Doch die Schweiz ist klein. Immer wieder wurde Federer hier in den vergangenen Monaten erkannt und beobachtet – neben, aber auch auf den Courts. Er trainierte des Öfteren in der Tennishalle in Horgen mit dem gut befreundeten Ivo Heuberger. Zuletzt am Freitag. Natürlich war Lüthi jeweils dabei, auch Ivan Ljubicic flog vorübergehend für ein paar Tage in die Schweiz.
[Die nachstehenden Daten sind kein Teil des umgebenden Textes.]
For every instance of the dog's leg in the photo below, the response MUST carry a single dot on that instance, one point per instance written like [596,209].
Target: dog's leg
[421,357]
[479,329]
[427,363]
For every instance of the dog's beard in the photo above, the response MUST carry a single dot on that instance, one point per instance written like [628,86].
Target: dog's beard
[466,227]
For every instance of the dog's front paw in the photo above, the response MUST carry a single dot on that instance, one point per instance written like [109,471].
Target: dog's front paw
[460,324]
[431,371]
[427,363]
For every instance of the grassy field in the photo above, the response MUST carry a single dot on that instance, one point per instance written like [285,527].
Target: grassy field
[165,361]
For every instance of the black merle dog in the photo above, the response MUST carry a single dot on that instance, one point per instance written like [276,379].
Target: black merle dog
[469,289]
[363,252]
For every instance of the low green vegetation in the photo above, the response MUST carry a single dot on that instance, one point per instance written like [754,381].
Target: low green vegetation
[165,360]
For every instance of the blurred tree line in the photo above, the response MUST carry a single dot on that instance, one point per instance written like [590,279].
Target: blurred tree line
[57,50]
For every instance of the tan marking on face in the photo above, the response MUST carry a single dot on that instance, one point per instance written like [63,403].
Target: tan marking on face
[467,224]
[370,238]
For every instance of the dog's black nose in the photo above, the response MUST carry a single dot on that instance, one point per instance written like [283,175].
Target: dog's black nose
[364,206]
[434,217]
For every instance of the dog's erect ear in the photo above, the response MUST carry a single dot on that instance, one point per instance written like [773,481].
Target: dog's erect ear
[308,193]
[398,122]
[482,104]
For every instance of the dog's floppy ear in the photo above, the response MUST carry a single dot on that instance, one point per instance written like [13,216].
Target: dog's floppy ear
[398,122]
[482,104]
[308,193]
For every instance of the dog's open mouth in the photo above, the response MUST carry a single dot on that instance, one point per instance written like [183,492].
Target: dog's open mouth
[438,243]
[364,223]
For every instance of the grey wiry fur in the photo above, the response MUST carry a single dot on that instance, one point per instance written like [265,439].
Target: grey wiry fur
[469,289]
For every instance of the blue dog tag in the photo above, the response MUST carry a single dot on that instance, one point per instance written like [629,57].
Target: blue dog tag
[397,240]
Anfang November schlug Federer noch Bälle, ohne Punkte auszuspielen oder an die Grenzen zu gehen. Es ging für ihn primär darum, das Gespür für den Ball und den Körper wiederzufinden. Im Unterschied zu anderen Jahren flog er diesmal auch keine aktuellen Profis als Sparringspartner ein, begnügte er sich vorderhand mit Heuberger, der seine Karriere 2008 beendet hat.
Seit einigen Wochen spielen sie auch um Punkte und Sätze. Kürzlich erhöhte Federer die Intensität – nun testet er seinen Körper mehr aus. Doch bis zur Form, die es ihm erlauben würde, an Grand-Slam-Turnieren kompetitiv zu sein, ja sogar um den Titel zu spielen, fehlt noch einiges. Und das ist sein Anspruch.
2016 war er zu diesem Zeitpunkt um einiges weiter. So sagte Lüthi im Frühling 2019 rückblickend über den Coup in Melbourne 2017: «Ich erzähle gerne, dass ich ihm im November im Training sagte: Roger, du spielst schon so gut, du kannst in Australien gewinnen.»
Jetzt darf Federer froh sein, wurde der Start des ersten Grand-Slam-Turniers von 2021 wegen des Coronavirus um drei Wochen nach hinten geschoben – auf den 8. Februar. Sonst hätte es ihm kaum gereicht. Ihm bleiben damit noch acht Wochen, wobei er zwei davon in Melbourne in Quarantäne zu verbringen hätte. Doch er müsste wohl bald seine Trainingsbasis nach Dubai verlegen, um sich so richtig professionell vorzubereiten.
Derweil wurde von ehemaligen Profis die Frage aufgeworfen, ob ihm nochmals ein erfolgreiches Comeback gelingen könne. Nicht davon überzeugt sind beispielsweise Paul-Henri Mathieu und Henri Leconte, wie sie auf Eurosport sagten. Allerdings fehlt den Franzosen jegliches Insiderwissen, was Federers aktuelle Form angeht. Leconte sagte fast schon beschwörend: «Aber wir wollen doch alle daran glauben, ich will daran glauben!»
Kaum jemand in der Tenniswelt, der nicht hofft, dass der Baselbieter den Anschluss nochmals schafft. Doch er wird sich davor hüten, in Melbourne anzutreten, wenn er sich nicht bereit fühlt, zwei Wochen Tennis auf höchstem Niveau durchzustehen. Es war qualvoll, zuzuschauen, wie er sich Ende Januar am Australian Open mit Adduktorenproblemen durch den Halbfinal gegen Novak Djokovic quälte, ohne jegliche Siegchance. Solche Auftritte rauben selbst ihm, dem Daueroptimisten, die Freude am Tennis.
Seine Beschwerden rührten wohl schon damals von seinem rechten Knie her, das er im Februar und im Juni von seinem Vertrauensarzt Roland Biedert operieren liess. Ein weiterer Eingriff ist nicht vorgesehen, medizinisch soll alles in Ordnung sein. Das jedenfalls beteuerte Federer an einem Termin für die Kaffeemaschinenfirma Jura. Wäre er nicht Profisportler, alles wäre okay. Aber es geht für ihn darum, die Balance im Körper und das Vertrauen wiederzufinden, um sich nochmals ans Limit pushen zu können. In einem Alter, in dem fast alle anderen längst zurückgetreten sind.
So viele erwarten von Federer trotzdem nochmals Wunderdinge. Und er erfährt derzeit wohl täglich, wie weit Anspruch und Realität noch auseinanderklaffen. Immerhin bekommt er am Sonntagabend, wenn er aller Voraussicht nach zum besten Schweizer Sportler der letzten 70 Jahre gekürt wird, einen zusätzlichen Energieschub auf seinem steinigen Weg.